Anastasia Higginbotham’s groundbreaking picture book, one of the first releases from Dottir Press, rejects the idea of sheltering kids from conversations about white privilege and white supremacy. Instead, she allows young readers to confront racism—and challenges white children to grow up into allies in the fight to end it.
Juniper Fitzgerald and Elisa Peterson’s book—one of a few children’s books available from the Feminist Press—features provocative collages and a diverse array of characters working hard to do the best by their children. The moms inside protest, clean and dance; they wear stiletto heels and sweatpants. How Mamas Love Their Babies celebrates every mom out there, and invites kids to do the same every time they turn the page.
In this follow up to Savannah Guthrie, Allison Oppenheim and Eva Byrne’s Princesses Wear Pants, Princess Penelope Pineapple and her friend Princess Sabrina Strawberry work together to protect their neighborhood’s ecosystem. Princess Sabrina Strawberry’s vines have no fruit because all the bees have disappeared; Princess Penelope Pineapple has plenty to share. Together, the fruit princesses band together to help bring the bees back to the strawberry fields. In addition to showcasing the impact of collective action and sisterhood, the afterward also teaches kids about the unfortunately real crisis of disappearing bees.
New York State Senator Kirsten Gillibrand’s debut children’s book, illustrated by Maira Kalman, tells the stories of women who led the suffrage movement, including often-minimized boundary-breakers like Jovita Idar, Mary Church Terrell and Ida B. Wells. The riveting but bite-sized biographies of these powerful feminists, coupled with beautiful portraits you’ll want to hang on your wall, make this book a guaranteed source of girl power—perfectly timed to meet the 100-year anniversary of the 19th amendment in 2020.

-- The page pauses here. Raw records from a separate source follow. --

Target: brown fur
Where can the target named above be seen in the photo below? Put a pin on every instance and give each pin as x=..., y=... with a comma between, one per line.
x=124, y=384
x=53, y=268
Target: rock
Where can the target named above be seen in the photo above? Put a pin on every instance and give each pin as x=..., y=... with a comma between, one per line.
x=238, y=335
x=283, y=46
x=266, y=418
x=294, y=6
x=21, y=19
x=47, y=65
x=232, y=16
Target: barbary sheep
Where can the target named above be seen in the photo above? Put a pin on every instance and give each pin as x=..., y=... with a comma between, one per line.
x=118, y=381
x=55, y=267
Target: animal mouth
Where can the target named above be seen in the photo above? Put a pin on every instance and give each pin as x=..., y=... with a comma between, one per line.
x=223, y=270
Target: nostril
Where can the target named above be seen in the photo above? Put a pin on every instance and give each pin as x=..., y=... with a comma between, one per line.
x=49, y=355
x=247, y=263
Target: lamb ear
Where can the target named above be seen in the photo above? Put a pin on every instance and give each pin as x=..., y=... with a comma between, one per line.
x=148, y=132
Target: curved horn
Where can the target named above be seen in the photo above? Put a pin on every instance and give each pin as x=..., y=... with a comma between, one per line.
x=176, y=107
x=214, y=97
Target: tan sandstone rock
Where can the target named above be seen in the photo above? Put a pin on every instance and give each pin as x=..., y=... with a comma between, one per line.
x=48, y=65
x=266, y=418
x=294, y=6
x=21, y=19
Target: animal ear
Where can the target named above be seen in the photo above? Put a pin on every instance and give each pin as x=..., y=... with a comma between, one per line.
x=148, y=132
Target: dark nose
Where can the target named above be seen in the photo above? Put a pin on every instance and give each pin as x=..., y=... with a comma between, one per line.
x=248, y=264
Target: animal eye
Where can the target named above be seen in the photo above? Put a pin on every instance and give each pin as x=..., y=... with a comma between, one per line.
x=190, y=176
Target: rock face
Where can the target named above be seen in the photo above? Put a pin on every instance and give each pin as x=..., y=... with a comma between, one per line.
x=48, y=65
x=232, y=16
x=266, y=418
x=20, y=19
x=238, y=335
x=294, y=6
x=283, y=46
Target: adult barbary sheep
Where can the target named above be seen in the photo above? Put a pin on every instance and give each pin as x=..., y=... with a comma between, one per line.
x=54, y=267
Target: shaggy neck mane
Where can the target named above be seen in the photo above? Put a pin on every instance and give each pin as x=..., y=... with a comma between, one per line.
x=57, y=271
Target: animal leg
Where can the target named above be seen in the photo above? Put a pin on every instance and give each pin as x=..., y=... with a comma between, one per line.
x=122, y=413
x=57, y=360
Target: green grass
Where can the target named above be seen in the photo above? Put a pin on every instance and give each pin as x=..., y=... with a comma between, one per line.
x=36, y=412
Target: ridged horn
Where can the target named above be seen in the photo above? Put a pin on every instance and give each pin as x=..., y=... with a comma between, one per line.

Rosie Revere and the Raucous Riveters by Andrea Beaty
The picture book Rosie Revere, Engineer was so popular that author Andrea Beaty decided to continue telling her story chapter-by-chapter. In this installment of her new series, Rosie helps her great-great aunt and her friends, the Raucous Riveters, solve a problem so that their friend can compete in a painting contest even with broken wrists. Their hilarious attempts at success, and their spirit of resistance and persistence, will empower early readers to take risks and remind them of the value of solidarity and support systems.
This flap book by Libby Babbot-Klein and Jessica Walker will help little feminists fine-tune their motor skills and brush up on their herstory lessons. Inside its pages, icons such as Frida Kahlo, Mae Jamison, Malala Yousafzai, Ruth Bader Ginsburg and Michelle Obama are depicted as adults and then as babies—showing their readers with every tab, twist and page turn that they, too, could change the world.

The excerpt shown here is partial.